是否有理由更喜欢使用map()而不是列表理解,反之亦然?它们中的任何一个通常比另一个更有效或被认为更python化吗?


当前回答

我尝试了@alex-martelli的代码,但发现了一些差异

python -mtimeit -s "xs=range(123456)" "map(hex, xs)"
1000000 loops, best of 5: 218 nsec per loop

python -mtimeit -s "xs=range(123456)" "[hex(x) for x in xs]"
10 loops, best of 5: 19.4 msec per loop

即使对于非常大的范围,Map也需要相同的时间,而从我的代码中可以明显看出,使用列表理解需要花费大量时间。所以除了被认为是“非python的”,我没有遇到任何与map使用有关的性能问题。

其他回答

情况下

Common case: Almost always, you will want to use a list comprehension in python because it will be more obvious what you're doing to novice programmers reading your code. (This does not apply to other languages, where other idioms may apply.) It will even be more obvious what you're doing to python programmers, since list comprehensions are the de-facto standard in python for iteration; they are expected. Less-common case: However if you already have a function defined, it is often reasonable to use map, though it is considered 'unpythonic'. For example, map(sum, myLists) is more elegant/terse than [sum(x) for x in myLists]. You gain the elegance of not having to make up a dummy variable (e.g. sum(x) for x... or sum(_) for _... or sum(readableName) for readableName...) which you have to type twice, just to iterate. The same argument holds for filter and reduce and anything from the itertools module: if you already have a function handy, you could go ahead and do some functional programming. This gains readability in some situations, and loses it in others (e.g. novice programmers, multiple arguments)... but the readability of your code highly depends on your comments anyway. Almost never: You may want to use the map function as a pure abstract function while doing functional programming, where you're mapping map, or currying map, or otherwise benefit from talking about map as a function. In Haskell for example, a functor interface called fmap generalizes mapping over any data structure. This is very uncommon in python because the python grammar compels you to use generator-style to talk about iteration; you can't generalize it easily. (This is sometimes good and sometimes bad.) You can probably come up with rare python examples where map(f, *lists) is a reasonable thing to do. The closest example I can come up with would be sumEach = partial(map,sum), which is a one-liner that is very roughly equivalent to:

def sumEach(myLists):
    return [sum(_) for _ in myLists]

Just using a for-loop: You can also of course just use a for-loop. While not as elegant from a functional-programming viewpoint, sometimes non-local variables make code clearer in imperative programming languages such as python, because people are very used to reading code that way.
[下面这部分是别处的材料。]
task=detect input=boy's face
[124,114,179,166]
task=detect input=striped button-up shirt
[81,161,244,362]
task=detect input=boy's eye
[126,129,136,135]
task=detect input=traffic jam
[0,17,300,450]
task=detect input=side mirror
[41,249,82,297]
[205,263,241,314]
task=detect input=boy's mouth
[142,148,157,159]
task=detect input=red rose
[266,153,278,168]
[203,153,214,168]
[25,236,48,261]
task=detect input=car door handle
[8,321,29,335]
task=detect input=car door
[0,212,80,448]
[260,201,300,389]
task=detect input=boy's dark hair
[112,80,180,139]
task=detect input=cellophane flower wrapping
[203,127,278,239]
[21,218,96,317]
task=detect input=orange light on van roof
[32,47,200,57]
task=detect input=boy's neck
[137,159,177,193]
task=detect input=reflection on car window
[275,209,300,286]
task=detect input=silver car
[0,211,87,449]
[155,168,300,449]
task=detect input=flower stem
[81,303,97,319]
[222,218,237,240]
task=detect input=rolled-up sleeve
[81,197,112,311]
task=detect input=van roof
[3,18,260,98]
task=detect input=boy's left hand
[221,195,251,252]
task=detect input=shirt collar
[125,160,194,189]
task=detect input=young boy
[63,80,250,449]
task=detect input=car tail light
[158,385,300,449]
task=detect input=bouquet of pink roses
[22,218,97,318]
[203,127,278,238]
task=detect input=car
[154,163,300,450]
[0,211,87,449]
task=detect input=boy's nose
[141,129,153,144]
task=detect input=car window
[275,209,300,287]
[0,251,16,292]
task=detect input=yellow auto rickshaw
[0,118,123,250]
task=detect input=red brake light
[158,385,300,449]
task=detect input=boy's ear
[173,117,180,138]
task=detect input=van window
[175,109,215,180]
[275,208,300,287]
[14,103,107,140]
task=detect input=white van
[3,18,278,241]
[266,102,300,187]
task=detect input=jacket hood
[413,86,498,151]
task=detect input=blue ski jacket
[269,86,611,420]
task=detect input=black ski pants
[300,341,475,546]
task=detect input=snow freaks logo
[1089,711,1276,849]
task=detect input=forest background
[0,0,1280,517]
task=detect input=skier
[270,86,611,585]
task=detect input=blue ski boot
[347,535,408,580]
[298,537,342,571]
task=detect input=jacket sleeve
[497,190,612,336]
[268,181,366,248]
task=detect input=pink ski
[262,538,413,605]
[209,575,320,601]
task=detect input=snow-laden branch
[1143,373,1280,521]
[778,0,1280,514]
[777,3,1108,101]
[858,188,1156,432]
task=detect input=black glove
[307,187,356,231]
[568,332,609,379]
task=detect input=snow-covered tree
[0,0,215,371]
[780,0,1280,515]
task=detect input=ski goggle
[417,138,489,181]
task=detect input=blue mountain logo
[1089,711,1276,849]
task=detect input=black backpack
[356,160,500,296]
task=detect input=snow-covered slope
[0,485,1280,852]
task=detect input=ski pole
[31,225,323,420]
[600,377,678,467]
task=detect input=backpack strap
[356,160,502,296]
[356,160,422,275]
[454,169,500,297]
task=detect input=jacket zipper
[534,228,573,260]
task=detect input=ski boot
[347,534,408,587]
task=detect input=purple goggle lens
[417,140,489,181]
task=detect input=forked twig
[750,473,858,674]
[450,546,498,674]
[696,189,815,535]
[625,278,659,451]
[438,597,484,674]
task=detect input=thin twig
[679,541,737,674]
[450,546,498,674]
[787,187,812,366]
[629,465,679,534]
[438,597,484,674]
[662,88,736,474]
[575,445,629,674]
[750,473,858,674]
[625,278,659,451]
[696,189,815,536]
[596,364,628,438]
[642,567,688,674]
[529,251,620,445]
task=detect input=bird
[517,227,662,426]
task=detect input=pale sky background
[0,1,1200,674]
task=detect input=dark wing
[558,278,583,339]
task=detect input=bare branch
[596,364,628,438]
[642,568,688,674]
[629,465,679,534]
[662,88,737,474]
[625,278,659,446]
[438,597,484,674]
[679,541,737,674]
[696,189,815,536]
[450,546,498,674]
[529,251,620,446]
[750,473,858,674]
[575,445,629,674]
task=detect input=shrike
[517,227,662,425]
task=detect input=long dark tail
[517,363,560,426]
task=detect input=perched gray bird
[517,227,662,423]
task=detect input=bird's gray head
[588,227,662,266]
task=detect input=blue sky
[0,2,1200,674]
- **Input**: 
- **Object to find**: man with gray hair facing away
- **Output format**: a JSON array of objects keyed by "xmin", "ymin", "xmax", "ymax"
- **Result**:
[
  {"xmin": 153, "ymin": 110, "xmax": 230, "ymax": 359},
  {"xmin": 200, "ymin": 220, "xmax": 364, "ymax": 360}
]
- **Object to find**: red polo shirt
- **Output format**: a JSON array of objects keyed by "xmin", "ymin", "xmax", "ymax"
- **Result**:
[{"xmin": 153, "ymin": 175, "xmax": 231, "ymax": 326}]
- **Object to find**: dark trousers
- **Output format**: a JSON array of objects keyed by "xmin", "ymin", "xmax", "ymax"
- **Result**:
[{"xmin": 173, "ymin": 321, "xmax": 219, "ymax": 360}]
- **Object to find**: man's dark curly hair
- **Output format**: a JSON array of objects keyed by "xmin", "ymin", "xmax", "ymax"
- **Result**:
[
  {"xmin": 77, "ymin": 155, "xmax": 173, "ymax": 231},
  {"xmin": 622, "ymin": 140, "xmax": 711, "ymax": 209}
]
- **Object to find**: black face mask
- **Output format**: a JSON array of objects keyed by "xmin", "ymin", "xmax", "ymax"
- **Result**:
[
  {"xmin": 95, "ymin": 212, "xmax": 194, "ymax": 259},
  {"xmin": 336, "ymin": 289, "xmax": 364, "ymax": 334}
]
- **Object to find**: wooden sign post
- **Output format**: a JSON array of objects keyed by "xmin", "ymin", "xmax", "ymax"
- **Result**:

For-loops are also, generally, the most efficient when you are merely doing any complex operation that is not building a list like list-comprehensions and map are optimized for (e.g. summing, or making a tree, etc.) -- at least efficient in terms of memory (not necessarily in terms of time, where I'd expect at worst a constant factor, barring some rare pathological garbage-collection hiccuping).

“蟒蛇主义”

我不喜欢“pythonic”这个词,因为我觉得pythonic在我眼里并不总是优雅的。然而,map和filter以及类似的函数(比如非常有用的itertools模块)在风格上可能被认为是非python的。

懒惰

在效率方面,像大多数函数式编程结构一样,MAP可以是LAZY,实际上在python中是LAZY。这意味着你可以这样做(在python3中),你的计算机将不会耗尽内存,丢失所有未保存的数据:

>>> map(str, range(10**100))
<map object at 0x2201d50>

试着用一个列表理解来做这个:

>>> [str(n) for n in range(10**100)]
# DO NOT TRY THIS AT HOME OR YOU WILL BE SAD #

请注意,列表推导式本身也是惰性的,但python选择将它们实现为非惰性的。尽管如此,python确实支持生成器表达式形式的惰性列表推导,如下所示:

>>> (str(n) for n in range(10**100))
<generator object <genexpr> at 0xacbdef>

你基本上可以想到[…]将生成器表达式传递给列表构造函数,如list(x for x in range(5))。

简单的例子

from operator import neg
print({x:x**2 for x in map(neg,range(5))})

print({x:x**2 for x in [-y for y in range(5)]})

print({x:x**2 for x in (-y for y in range(5))})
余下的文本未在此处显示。